Über die streitige Frage der Höhe der Reparaturkosten und des merkantilen Minderwertes wurde ein Sachverständigengutachten eingeholt. Es wird insoweit auf das Gutachten des öffentlich bestellten und beeidigten Sachverständigen, Herrn Dipl. … , vom 7. April 2014 (Blatt 180 ff., Band I der Akten) Bezug genommen. Gleichsam auf die Ausführungen des Sachverständigen in der mündlichen Verhandlung vom 19.08.2014.

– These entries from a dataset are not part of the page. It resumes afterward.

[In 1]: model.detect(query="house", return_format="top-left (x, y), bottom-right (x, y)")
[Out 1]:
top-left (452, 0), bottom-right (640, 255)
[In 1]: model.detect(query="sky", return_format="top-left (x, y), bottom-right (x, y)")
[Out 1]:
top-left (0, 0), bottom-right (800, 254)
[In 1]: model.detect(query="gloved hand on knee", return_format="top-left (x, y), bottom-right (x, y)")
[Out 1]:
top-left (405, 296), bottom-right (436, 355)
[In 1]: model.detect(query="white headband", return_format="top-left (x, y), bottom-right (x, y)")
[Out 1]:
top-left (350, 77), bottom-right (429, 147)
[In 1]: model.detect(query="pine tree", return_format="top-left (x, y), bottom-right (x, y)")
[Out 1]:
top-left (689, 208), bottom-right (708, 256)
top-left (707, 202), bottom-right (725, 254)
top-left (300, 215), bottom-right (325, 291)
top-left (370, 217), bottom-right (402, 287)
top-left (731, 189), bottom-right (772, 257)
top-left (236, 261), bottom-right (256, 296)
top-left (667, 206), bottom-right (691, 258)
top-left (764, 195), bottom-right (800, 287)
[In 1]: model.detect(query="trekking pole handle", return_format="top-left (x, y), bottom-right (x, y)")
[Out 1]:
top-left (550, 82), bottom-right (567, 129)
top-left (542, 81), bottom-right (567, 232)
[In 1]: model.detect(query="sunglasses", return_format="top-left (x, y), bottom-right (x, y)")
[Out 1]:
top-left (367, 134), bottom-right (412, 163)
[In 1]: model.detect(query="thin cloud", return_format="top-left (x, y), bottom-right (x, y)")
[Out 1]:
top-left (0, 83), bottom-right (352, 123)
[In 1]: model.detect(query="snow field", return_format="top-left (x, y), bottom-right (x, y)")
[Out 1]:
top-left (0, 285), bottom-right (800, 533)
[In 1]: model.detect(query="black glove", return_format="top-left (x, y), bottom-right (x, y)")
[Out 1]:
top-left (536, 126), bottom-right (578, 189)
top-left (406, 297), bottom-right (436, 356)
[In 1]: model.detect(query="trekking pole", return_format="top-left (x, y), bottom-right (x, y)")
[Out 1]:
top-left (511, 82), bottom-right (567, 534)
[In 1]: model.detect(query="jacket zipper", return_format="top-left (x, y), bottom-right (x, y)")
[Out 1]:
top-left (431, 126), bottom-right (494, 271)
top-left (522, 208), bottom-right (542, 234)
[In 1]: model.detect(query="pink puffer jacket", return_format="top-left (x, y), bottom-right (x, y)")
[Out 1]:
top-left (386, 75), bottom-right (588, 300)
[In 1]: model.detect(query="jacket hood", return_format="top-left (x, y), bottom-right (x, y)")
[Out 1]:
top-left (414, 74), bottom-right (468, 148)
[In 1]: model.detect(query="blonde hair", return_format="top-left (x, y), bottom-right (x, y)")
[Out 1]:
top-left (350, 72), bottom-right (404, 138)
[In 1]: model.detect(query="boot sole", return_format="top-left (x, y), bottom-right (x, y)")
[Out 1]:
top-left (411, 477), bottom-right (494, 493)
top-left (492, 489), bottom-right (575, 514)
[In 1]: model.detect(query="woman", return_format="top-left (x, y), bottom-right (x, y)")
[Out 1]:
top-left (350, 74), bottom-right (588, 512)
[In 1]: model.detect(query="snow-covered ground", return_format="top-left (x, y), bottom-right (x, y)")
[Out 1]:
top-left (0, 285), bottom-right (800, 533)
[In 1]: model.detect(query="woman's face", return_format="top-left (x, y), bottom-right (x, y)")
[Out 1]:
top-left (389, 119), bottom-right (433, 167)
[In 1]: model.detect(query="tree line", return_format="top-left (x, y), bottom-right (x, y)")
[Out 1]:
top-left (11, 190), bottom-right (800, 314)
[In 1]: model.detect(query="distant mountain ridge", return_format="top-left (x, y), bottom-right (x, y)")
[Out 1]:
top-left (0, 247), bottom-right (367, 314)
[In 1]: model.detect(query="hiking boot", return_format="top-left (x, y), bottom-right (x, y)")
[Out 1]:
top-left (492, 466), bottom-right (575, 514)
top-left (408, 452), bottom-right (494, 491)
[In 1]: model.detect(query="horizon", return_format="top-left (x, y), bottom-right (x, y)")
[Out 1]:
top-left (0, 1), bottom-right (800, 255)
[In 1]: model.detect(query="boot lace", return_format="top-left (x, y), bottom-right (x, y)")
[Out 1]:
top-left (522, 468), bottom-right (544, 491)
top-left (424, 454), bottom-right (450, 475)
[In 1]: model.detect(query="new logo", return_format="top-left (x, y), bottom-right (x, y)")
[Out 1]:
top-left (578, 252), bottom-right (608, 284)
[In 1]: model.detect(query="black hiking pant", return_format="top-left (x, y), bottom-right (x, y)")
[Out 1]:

Im Hinblick auf die gesundheitlichen Beeinträchtigungen der Klägerin wird auf die informatorische Anhörung aus der mündlichen Verhandlung vom 19.08.2014 Bezug genommen.

Entscheidungsgründe

Die zulässige Klage ist im Wesentlichen unbegründet.

1.
Im Hinblick auf die Reparaturkosten hat der Sachverständige die Kosten für die Reparatur in einer nicht markengebundenen freien Reparaturwerkstatt ohne Mehrwertsteuer mit 1.844,22 € bemessen. Der Sachverständige hat diese Kalkulation in seinem Ergänzungsgutachten vom 13. August 2014 nach entsprechenden Fragen der Klägerin bestätigt. Im Hinblick auf die Differenz zwischen dem außergerichtlichen eingeholten Sachverständigengutachten und dem gerichtlich eingeholten Sachverständigengutachten war dieses im Wesentlichen dadurch begründet, dass der außergerichtliche Sachverständige eine Erneuerung der beschädigten Kfz-Teile berechnet hat, während durch den gerichtlich beauftragten Gutachter im Wesentliche eine Behebung der Schäden durch Ausbesserung gesehen wurde. Dass eine derartige Schadensbehebung (Ausbesserung) nicht sach- und fachgerecht sein könnte, war nicht ersichtlich, so dass der Entscheidung die gutachterlichen Feststellungen des gerichtlichen Gutachters zugrunde zu legen waren. Im Übrigen hat der Gutachter auch in seiner ergänzenden Anhörung bekundet, dass es in den hiesigen freien Werkstätten unüblich sei UPE-Zuschläge und Verbringungskosten zu berechnen. Auch hierin lag ein erheblicher Unterschied zum außergerichtlich eingeholten Sachverständigengutachten, welches hierzu die entsprechenden Zuschläge berechnet hat. Da auf fiktiver Grundlage abgerechnet wird, war auch keine Mehrwertsteuer in Ansatz zu bringen. Mithin ist festzustellen, dass die Beklagte mit dem bereits gezahlten Betrag von 2.068,15 € fiktive Reparaturkosten sogar überzahlt hat.

Im Hinblick auf den merkantilen Minderwert kam der Sachverständige auf einen Betrag von 160,00 bis 170,00 €. Dies gemessen an den tatsächlichen Kosten einer Reparatur. Insoweit begründet sich die Differenz zwischen der klägerseits angesetzten merkantilen Minderbewertung und der anerkannten Minderbewertung aus der erheblichen Differenz der Reparaturkosten. Da die Beklagte hier 250,00 € gezahlt hat, ist auch hier der merkantile Minderwert ausgeglichen.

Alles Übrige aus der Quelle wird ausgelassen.